I am excited about our class this fall. We’ll be reading everyone from what Ezra Pound called “the Rooshians” to Fitzgerald. My hope this year is to focus on literature--on poetry, drama, short stories, and novels--that should fire our imaginations.

AP English Language and Composition

Barron’s AP English Language and Composition (978-1438002033)

The Bedford Reader (978-0-312-66779-5)

The Day I Became an Autodidact by Kendall Hailey (any complete edition)
An Education for Our Time by Josiah Bunting (any complete edition)

Eats, Shoots and Leaves (978-1592402038)

Style: The Basics of Clarity and Grace 4th edition (978-0205830763)
Surely You’re Joking, Mr. Feynman by Richard Feynman (any complete edition)

American Essays (provided in class)

With Love and Prayers (provided in class)

The Writer’s Workshop (provided in class)

Summer reading: The Day I Became an Autodidact

This year I am making several major changes to the curriculum for AP English Language and Composition. Several essays and perhaps books will be assigned from online sources. Our main focus will be on reading books about writing and on writing itself.

AP World History

Cracking the AP: World History Exam: Princeton Review (978-0307944917)

Global History (AMSCO) (ISBN 1-56765-607-2)

The Creators by Daniel Boorstein (1-978-0679743750)

Online sources

Summer reading: The Creators: Prologue, Parts I and II (approximately 63 pages). Read, study, and absorb these pages. Make notes on the main historical figures in each biographical sketch.

Notes for AP World History: This afternoon a neighbor was working the garden behind her house. She was in her thirties, tanned and fit, and dug vigorously into the earth. The thought occurred that we humans have done this same thing for thousands of years, this same act of mixing our labor with dirt, sun, water, and seed to produce food by which we might live.

There is a romance to history. It is the story of human beings, our ancestors, who by all their struggles and labors brought us into being. And this history is anything but dead--it surrounds us, and we just don’t see it.

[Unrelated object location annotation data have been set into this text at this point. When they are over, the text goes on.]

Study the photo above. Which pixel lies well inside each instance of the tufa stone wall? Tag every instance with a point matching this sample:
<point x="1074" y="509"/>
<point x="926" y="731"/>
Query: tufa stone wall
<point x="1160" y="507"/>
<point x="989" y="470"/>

In the coming year we will learn many things together about the history of the world and its many peoples, but I want you to remember, while we are in the middle of all those facts and interpretations, that we are always concerned with real human beings, people who lived and walked this earth and sometimes brought forth great art and vast civilizations.